In den Recall von DSDS ließ die Jury ihn damals noch ohne große Erwartungen. Was sie lediglich spürten: Daniel war anders als die anderen Kandidaten. Zu dem Zeitpunkt ahnte nicht einmal der Godfather of Popmusic himself, welche enorme Bedeutung Daniel einmal für die Show haben würde. Und wie gut er zu vermarkten sein würde.

Als die beiden sich dann näher kennenlernten, überzeugte Daniel seinen Mentor aber mit seinem herausragenden Fleiß, seinem außerordentlichen Ehrgeiz und seiner fortwährenden Disziplin. Auch Thomas Stein ließ in einem Interview verlauten, dass Daniel im Gegensatz zu fünfzig anderen Kandidaten stets an sich gearbeitet hat.

Dieter Bohlen entdeckte später sogar seine Seelenverwandtschaft zu Daniel. Wie er selbst, so hatte auch sein Schützling diesen unbedingten Willen, es zu schaffen. Während die weiteren Teilnehmer der Staffel für die Aufnahmen zum Superstar-Album United im hauseigenen Studio des Pop-Titans ständig über die viele Arbeit stöhnten und jammerten, war Daniel voll motiviert. Während die anderen ständig Pausen brauchten, arbeitete Daniel weiter wie ein Besessener. Es ging so weit, dass die anderen Kandidaten sich über ihn beschwerten, weil sie wegen seiner ständigen Gesangsproben nicht schlafen konnten!

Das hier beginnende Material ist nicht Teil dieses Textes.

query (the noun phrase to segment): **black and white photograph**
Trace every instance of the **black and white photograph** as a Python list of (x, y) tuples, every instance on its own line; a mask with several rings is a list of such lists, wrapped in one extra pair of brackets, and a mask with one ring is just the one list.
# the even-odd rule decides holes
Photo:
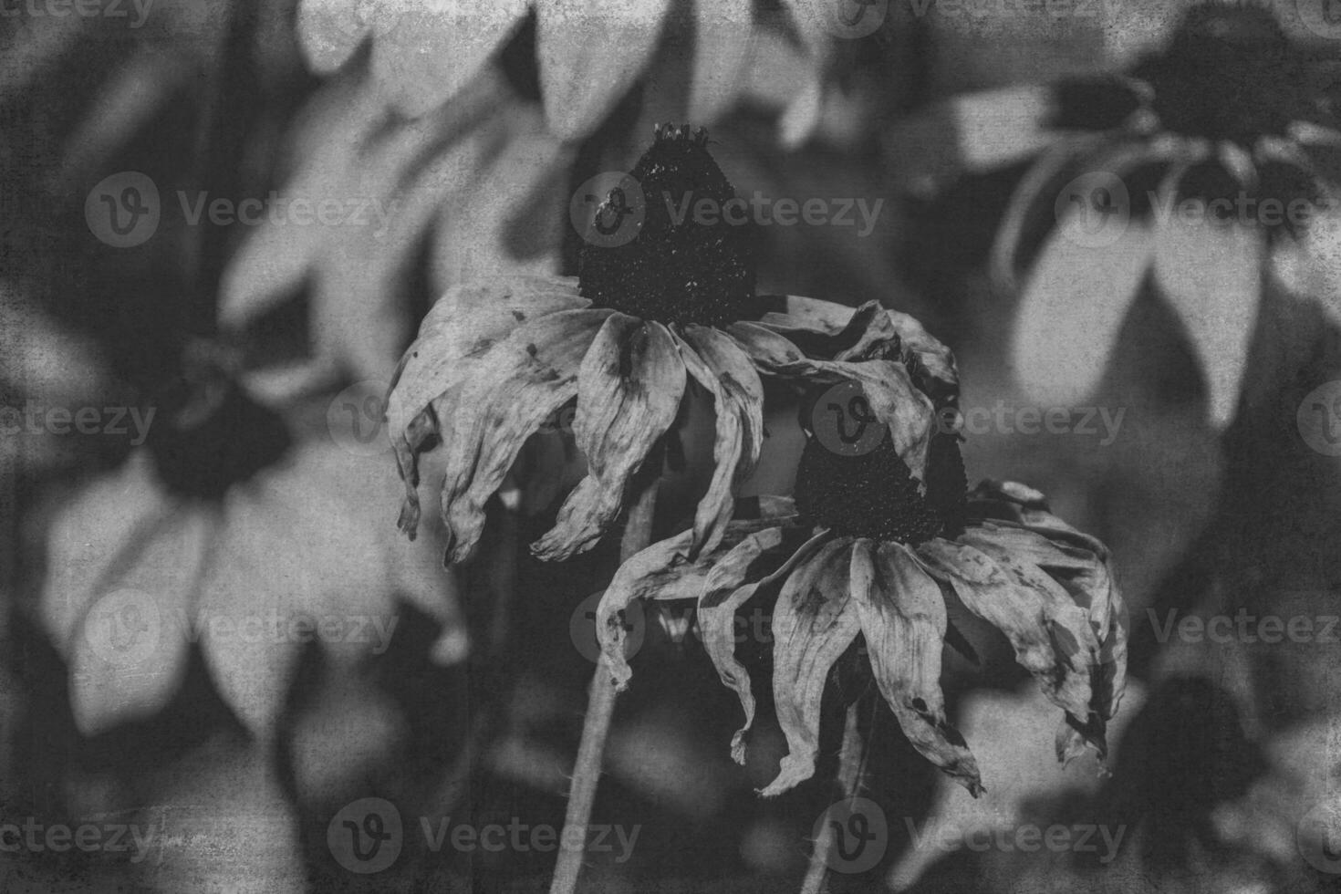
[(0, 894), (1341, 891), (1341, 1), (0, 0)]

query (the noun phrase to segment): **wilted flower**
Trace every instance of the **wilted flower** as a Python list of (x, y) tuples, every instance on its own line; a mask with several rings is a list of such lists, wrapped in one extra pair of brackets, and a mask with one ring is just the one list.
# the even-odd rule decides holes
[(1341, 260), (1328, 71), (1267, 8), (1203, 4), (1125, 75), (1030, 101), (1051, 142), (1010, 201), (992, 272), (1003, 291), (1023, 283), (1014, 363), (1037, 399), (1086, 399), (1153, 283), (1202, 363), (1212, 424), (1235, 418), (1265, 273), (1303, 281)]
[[(880, 387), (865, 386), (873, 403)], [(764, 795), (814, 773), (825, 685), (858, 634), (904, 735), (978, 795), (978, 764), (947, 718), (940, 689), (941, 643), (972, 654), (947, 615), (947, 603), (957, 599), (1006, 634), (1016, 661), (1065, 712), (1058, 757), (1070, 760), (1086, 745), (1102, 757), (1126, 655), (1125, 610), (1108, 550), (1025, 485), (986, 481), (966, 497), (953, 433), (933, 436), (923, 481), (888, 438), (862, 456), (830, 452), (811, 438), (794, 503), (760, 500), (760, 517), (732, 521), (715, 554), (692, 556), (687, 532), (620, 570), (597, 610), (616, 682), (626, 685), (632, 673), (618, 613), (634, 598), (697, 599), (704, 647), (744, 708), (744, 728), (732, 740), (743, 763), (755, 698), (736, 658), (736, 611), (771, 606), (772, 692), (790, 753)]]
[[(479, 74), (534, 11), (532, 64), (550, 129), (563, 139), (590, 135), (657, 64), (660, 48), (669, 42), (689, 58), (689, 70), (675, 72), (677, 90), (685, 87), (688, 117), (716, 121), (740, 98), (751, 54), (764, 47), (809, 68), (810, 86), (797, 95), (787, 113), (794, 121), (783, 129), (795, 134), (818, 122), (819, 80), (834, 24), (819, 4), (783, 0), (782, 7), (791, 43), (803, 47), (799, 55), (783, 42), (762, 40), (766, 8), (740, 0), (696, 3), (691, 15), (676, 12), (670, 0), (303, 0), (298, 32), (319, 72), (339, 68), (370, 40), (373, 76), (402, 111), (420, 115)], [(801, 127), (797, 118), (809, 125)]]
[[(719, 206), (735, 200), (701, 129), (658, 127), (629, 177), (648, 197)], [(622, 188), (611, 190), (597, 221), (620, 220), (629, 201)], [(573, 433), (587, 476), (534, 550), (566, 559), (591, 548), (618, 517), (632, 476), (676, 422), (689, 381), (716, 409), (715, 472), (695, 517), (695, 552), (720, 541), (732, 488), (758, 461), (760, 374), (807, 385), (881, 383), (872, 411), (890, 426), (900, 456), (919, 473), (925, 468), (932, 403), (919, 385), (932, 393), (953, 387), (944, 346), (874, 302), (853, 311), (756, 296), (751, 229), (724, 216), (676, 221), (669, 204), (646, 201), (637, 235), (624, 244), (585, 245), (578, 279), (463, 285), (429, 311), (388, 406), (406, 485), (402, 531), (413, 536), (418, 524), (418, 454), (441, 440), (448, 560), (469, 559), (484, 504), (523, 444), (575, 399)]]

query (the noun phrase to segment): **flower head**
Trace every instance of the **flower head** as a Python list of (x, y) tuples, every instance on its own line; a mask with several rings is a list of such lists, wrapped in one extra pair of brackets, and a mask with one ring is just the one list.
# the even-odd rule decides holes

Aber die Arbeit an dem Gemeinschaftsprojekt hatte sich gelohnt. We Have A Dream, die Single der Finalisten, wurde die erfolgreichste des Jahres und auch das Album wurde ein Riesenerfolg! Sechs Wochen stand es auf Platz eins der deutschen Albumcharts und das erfolgreichste Album des Jahres 2003. Mit über 1,1 Millionen verkauften CDs wurde es mit elf Goldenen Platten ausgezeichnet. Dieter Bohlen hatte es wieder einmal geschafft: United, eines der meistverkauften Musikalben in Deutschland seit 1975.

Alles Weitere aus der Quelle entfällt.